In the third section of the speech, Puck refers to himself as “an honest Puck”. He says this with irony as we all know that he, the most mischievous fairy in the play, is not honest. Therefore, he says it with a bit of a wink and a playful smile.

During the fourth section of the speech, Puck tells the audience, “give me your hands”, which means ‘clap for me’. He’s telling the audience to show appreciation. And if they clap, Puck says that he will “restore amends”, which means that he will fix everything and turn everything back to normal.

Puck’s speech is in tetrameter, which is four feet per line, rather than five as in the usual pentameter lines Shakespeare often uses and written using trochaic metre rather than the more usual iambic. The tetrameter and rhyming couplets let it have a sing-song quality and make it seem like a lullaby, making it seem like a dream and that the audience is asleep.

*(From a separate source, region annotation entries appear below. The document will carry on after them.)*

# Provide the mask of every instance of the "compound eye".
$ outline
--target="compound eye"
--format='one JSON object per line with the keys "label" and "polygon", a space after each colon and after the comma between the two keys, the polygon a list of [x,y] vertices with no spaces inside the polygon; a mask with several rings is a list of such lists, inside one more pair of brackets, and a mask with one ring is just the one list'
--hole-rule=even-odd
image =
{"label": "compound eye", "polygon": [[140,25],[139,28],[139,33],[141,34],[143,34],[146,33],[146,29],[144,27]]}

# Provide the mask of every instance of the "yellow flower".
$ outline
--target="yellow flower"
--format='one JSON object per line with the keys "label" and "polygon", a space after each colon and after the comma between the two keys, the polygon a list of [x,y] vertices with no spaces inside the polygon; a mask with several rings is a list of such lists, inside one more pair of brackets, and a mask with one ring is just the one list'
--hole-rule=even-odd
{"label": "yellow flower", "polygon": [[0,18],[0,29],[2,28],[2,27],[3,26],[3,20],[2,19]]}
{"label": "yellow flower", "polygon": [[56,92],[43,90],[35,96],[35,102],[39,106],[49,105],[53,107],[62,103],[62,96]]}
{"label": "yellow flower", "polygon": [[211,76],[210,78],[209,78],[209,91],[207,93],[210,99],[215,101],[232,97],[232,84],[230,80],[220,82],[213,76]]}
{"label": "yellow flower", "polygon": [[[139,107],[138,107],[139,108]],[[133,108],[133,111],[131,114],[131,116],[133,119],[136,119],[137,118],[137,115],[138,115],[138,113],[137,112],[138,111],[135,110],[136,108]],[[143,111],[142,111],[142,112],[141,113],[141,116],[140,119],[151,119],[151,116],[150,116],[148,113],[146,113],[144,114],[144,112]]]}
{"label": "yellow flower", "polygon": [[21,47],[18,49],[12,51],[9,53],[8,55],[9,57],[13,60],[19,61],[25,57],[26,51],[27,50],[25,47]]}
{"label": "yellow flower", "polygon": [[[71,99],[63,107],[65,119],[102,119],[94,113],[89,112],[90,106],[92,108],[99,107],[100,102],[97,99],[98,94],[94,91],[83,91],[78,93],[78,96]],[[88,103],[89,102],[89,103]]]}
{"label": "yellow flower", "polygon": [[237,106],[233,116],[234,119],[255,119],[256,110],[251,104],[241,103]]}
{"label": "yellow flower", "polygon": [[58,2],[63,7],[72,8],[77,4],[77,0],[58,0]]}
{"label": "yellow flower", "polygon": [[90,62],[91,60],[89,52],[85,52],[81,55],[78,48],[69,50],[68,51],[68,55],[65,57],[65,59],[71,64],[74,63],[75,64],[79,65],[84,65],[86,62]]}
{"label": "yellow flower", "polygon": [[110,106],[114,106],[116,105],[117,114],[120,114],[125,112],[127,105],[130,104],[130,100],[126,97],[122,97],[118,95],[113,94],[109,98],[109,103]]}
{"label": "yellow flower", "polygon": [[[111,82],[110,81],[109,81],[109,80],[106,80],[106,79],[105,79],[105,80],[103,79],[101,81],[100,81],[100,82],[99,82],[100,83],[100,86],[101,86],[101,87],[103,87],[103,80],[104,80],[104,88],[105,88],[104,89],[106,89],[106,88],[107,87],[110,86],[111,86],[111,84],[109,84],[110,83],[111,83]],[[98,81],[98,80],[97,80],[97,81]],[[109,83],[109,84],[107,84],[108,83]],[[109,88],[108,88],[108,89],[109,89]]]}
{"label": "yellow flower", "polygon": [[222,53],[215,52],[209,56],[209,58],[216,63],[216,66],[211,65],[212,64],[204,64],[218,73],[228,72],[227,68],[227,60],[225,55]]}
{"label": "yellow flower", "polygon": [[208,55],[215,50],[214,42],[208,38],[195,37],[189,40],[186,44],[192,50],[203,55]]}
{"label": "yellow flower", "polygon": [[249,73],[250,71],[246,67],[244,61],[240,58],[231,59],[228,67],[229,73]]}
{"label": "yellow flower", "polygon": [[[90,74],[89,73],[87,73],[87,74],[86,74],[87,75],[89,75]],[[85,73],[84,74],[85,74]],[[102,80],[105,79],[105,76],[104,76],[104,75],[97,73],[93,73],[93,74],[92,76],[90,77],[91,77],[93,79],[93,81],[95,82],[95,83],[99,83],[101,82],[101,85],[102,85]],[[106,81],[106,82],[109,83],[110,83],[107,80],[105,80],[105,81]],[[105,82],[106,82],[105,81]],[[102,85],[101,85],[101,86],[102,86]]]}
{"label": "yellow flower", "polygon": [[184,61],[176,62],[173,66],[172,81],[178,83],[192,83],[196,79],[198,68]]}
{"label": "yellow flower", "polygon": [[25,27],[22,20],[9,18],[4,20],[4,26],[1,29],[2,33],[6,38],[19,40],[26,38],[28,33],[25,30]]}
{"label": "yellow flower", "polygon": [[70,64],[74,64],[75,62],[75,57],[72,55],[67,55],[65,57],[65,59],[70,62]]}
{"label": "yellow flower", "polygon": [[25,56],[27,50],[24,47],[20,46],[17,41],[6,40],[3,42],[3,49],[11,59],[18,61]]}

It is as if he is trying to put the reader back in another dream state so they can forget what has just happened and become lulled by the magic of his words.

Shakespeare uses structure and language to achieve effects for an audience in Puck’s epilogue by using figurative language and imagery. Shakespeare creates a 'just woken up from a ‘dream’ effect for the audience by using words like “shadows”, “visions” and “no more yielding but a dream”. He also creates the effect by using tetrameter to make it seem like a lullaby, making the play seem like a dream that they just awoke from.